The analysis of oocyte survival rate in the fresh group, freezing group, and UK5099 pretreatment group was shown in FIGS. 14A-14C, as shown in Table 3, there was no significant difference in the oocyte thaw survival rate between UK5099 pretreatment freezing group and conventional freezing group (67.50% vs.71.85%, P>0.05).

TABLE 3
Effects of UK5099 pretreatment on the
survival rate of vitrified porcine oocytes
				UK5099
			Freezing	pretreatment
	Group	Fresh group	group	freezing group
	Number of	149	238	200
	oocytes (n)
	Survival	100a(149/149)	71.85b(171/238)	67.50b(135/200)
	rate (%)

In summary, the above results showed that although rotenone, oligomycin, and UK5099 had the biological effects of regulating mitochondrial temperature, rotenone has greater cytotoxicity, and oligomycin can significantly reduce the survival rate of frozen oocytes. UK5099 cannot effectively improve the survival rate of frozen oocytes, while 400 μM metformin can significantly reduce the mitochondrial temperature of porcine oocytes and reduce cell membrane fluidity. Pretreatment with this concentration of metformin before cryopreservation can reduce the volume of lipid droplets in porcine oocytes, restore the mitochondrial temperature of oocytes after thawing, and effectively improve the survival rate of frozen-vitrified oocytes.

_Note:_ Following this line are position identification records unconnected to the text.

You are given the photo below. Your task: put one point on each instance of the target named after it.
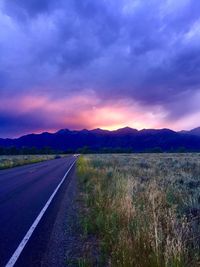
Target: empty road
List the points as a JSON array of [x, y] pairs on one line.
[[23, 193]]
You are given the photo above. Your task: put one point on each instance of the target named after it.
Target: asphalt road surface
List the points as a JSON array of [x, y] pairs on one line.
[[23, 193]]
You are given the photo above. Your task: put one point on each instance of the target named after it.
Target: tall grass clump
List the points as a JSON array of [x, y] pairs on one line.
[[19, 160], [144, 209]]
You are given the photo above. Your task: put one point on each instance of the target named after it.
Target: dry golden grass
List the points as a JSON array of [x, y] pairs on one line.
[[143, 208]]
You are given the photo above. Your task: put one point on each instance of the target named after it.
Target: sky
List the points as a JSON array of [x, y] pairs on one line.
[[99, 64]]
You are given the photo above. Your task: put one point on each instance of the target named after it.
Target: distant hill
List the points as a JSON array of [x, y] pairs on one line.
[[98, 139], [195, 131]]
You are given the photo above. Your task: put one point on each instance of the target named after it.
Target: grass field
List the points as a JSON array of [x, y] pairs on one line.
[[144, 209], [19, 160]]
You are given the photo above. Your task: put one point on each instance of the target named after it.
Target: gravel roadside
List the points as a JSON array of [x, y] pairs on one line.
[[66, 245]]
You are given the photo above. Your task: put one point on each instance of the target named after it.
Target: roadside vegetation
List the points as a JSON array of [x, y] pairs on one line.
[[19, 160], [144, 209]]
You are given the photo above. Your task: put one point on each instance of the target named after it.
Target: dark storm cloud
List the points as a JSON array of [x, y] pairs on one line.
[[147, 51]]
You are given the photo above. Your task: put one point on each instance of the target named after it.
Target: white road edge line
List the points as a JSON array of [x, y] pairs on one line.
[[26, 238]]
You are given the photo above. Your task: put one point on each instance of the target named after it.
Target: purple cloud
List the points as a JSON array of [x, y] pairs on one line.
[[144, 52]]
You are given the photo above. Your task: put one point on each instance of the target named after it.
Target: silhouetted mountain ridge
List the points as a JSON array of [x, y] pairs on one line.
[[96, 139]]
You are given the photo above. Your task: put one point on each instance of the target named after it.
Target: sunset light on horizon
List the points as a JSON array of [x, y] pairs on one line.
[[98, 64]]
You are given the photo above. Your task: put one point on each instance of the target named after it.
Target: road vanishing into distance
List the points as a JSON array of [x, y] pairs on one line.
[[24, 191]]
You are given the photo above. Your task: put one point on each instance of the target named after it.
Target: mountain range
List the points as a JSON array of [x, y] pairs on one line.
[[136, 140]]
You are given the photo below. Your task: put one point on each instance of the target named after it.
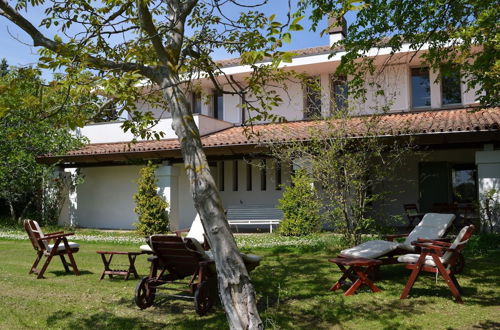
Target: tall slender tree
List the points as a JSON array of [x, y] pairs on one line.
[[165, 44]]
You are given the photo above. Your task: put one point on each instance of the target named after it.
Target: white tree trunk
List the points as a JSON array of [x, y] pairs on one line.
[[235, 289]]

The above-mentioned embodiments are only used for describing the preferred method of the invention, which can not be used for limiting the protection scope of the invention. Under the premise of not deviating from the design spirit of the invention, various deformations and improvements made by ordinary technicians in this field to the technical solution of the invention should fall within the protection scope determined by the claims of the invention.

Claims

1. A method for improving an effect of an oocyte cryopreservation by reducing a mitochondrial temperature, comprising the following steps:

step (1) pretreating an oocyte with a culture medium containing metformin to obtain a pretreated oocyte before the oocyte cryopreservation;

step (2) placing the pretreated oocyte in a 20% ethylene glycol (EG) solution for an equilibrium treatment to obtain an equilibrated oocyte, placing the equilibrated oocyte in a vitrification solution for freezing to obtain a resulting oocyte and placing the resulting oocyte in a front end of a Cryotop carrier, and then placing a carrier containing the resulting oocyte into a liquid nitrogen for the oocyte cryopreservation.

2. The method for improving the effect of the oocyte cryopreservation according to claim 1, wherein the culture medium described in step (1) is a Tyrode's lactate (TL)-4-hydroxyethyl piperazine ethanesulfonic acid (HEPES)-0.3% bovine serum albumin (BSA) solution.

3. The method for improving the effect of the oocyte cryopreservation according to claim 1, wherein the culture medium contains 400 μM metformin.

4. The method for improving the effect of the oocyte cryopreservation according to claim 1, wherein a pretreatment duration of the pretreating described in step (1) is 1 h.

5. The method for improving the effect of the oocyte cryopreservation according to claim 1, wherein a balance treatment duration of the equilibrium treatment described in step (2) is 3 min.

6. The method for improving the effect of the oocyte cryopreservation according to claim 1, wherein the vitrification solution described in step (2) is EDFS40 (DPBS with 12% FBS, 0.3 mol/L sucrose, 18% Ficoll, 40% EG), and a freezing duration of the freezing is 30-40 s.